Language Differences Need Not Be Wars
A few weeks back, Nicholas Kristof wrote a New York Times Opinion piece about how language wars are waged by some people who are trying to be more inclusive. I felt compelled to respond because he is a compassionate, thoughtful person and writer, and I believe he momentarily erred towards shutting down important conversations in order to keep the peace.
Kristof’s concern is that some attempts at inclusive language are excessive, confusing, and alienating to people. He makes some fair points but, in my view, misses the forest through the trees. From my perspective, for language to expand in order to include the experiences of everyone, it's inevitable and maybe even necessary for it to be a bit disorienting. Granted, some people are strident in their views, or offer versions of inclusive language that leave many of us scratching our heads which, of course, gets a lot of media airtime.
Language has the power to transform the way we see the world, and many people meet change with resistance, even when the change is healthy.
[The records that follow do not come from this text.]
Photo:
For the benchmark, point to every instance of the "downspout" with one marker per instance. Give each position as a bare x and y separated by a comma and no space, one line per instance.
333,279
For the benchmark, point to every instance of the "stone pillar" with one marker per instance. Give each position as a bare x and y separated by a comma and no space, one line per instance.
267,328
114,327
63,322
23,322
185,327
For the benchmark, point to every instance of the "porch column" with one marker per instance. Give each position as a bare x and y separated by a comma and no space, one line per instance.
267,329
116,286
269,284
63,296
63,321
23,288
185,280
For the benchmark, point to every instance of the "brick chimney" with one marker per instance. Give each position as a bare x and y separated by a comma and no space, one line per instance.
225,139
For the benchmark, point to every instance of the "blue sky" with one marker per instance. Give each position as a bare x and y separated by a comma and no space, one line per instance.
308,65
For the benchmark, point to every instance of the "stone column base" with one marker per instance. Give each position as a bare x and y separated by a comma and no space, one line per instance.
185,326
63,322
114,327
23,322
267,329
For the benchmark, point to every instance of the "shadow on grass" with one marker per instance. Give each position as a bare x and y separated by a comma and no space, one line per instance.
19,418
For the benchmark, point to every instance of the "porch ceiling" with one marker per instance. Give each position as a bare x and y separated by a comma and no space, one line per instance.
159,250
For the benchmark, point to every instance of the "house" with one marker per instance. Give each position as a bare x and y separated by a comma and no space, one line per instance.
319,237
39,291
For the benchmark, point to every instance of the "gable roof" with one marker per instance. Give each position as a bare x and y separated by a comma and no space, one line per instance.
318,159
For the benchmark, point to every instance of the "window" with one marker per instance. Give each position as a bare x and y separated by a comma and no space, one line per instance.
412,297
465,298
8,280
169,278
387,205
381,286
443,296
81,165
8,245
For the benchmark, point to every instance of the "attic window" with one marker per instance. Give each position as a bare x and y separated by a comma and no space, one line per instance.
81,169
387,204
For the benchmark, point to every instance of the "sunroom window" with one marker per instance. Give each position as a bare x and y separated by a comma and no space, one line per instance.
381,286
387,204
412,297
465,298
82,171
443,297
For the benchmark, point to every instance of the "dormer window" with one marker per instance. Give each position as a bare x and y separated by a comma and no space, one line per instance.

The truth is that most of us grew up with language that is conditional in its welcoming and excludes far too many at the expense of us all. Our language continues to prioritize old paradigms of who is included and who is not, and we see it perpetuated in the discomfort with more inclusive language.
Kristof’s choice to use the words “language wars” is unfortunate because it empowers those who wish to cause divisiveness over the disagreement in how we use language. His lumping inclusive language in with examples of extreme intolerance has the unfortunate outcome of feeding into the narrative of those who have no interest in greater diversity and true inclusion.
Kristof also asserts that terms like BIPOC (Black, Indigenous, People of Color) were created by white, privileged folks. Regardless of who first used the acronym BIPOC, the term is accepted and actively used by many people of color as a powerful form of solidarity.
The same is true for LGBTQIA2S+, the ever-evolving acronym that can be hard to keep up with, but its intention is the clear message: “We are in this together”. I can relate to Mr. Kristof's question of whether the expansion of the acronym LGBT to LGBTQIA2S+ is counterproductive. It was not all that long ago that I, as someone who throughout her life has had more than one identity under this umbrella, had a similar thought. Yet, over time, I developed a powerful sense of belonging that comes from the unequivocal commitment to leave no one behind, when I explored my discomfort and opened my heart to an ever-expanding circle of kin.
Standards for inclusive language will change as language changes, and we will sometimes choose to use words that differ from what is generally thought of as the ideal, but hopefully, when we do, it is always with intention and an eye toward inclusion.
Mr. Kristof is deeply concerned with this country's desperate inequities, and he is correct in recognizing that changing language alone (for example, shifting from the word homeless to houseless) doesn't provide solutions to the problem. But it is ill-advised to hinder improving language to elevate and encompass a greater range of experiences.
Language that is more inclusive invites everyone to bring all aspects of themselves to solving the problems at hand and enables us to join in solidarity and more effectively work together towards solutions.
I’ll close with an excerpt of Toni Morrison’s Nobel Lecture, in which she speaks about both the power of language and the responsibility we have to it.
Be it grand or slender, burrowing, blasting, or refusing to sanctify; whether it laughs out loud or is a cry without an alphabet, the choice word, the chosen silence, unmolested language surges toward knowledge, not its destruction. But who does not know of literature banned because it is interrogative; discredited because it is critical; erased because alternate? And how many are outraged by the thought of a self-ravaged tongue?
Word-work is sublime … because it is generative; it makes meaning that secures our difference, our human difference – the way in which we are like no other life.
We die. That may be the meaning of life. But we do language. That may be the measure of our lives.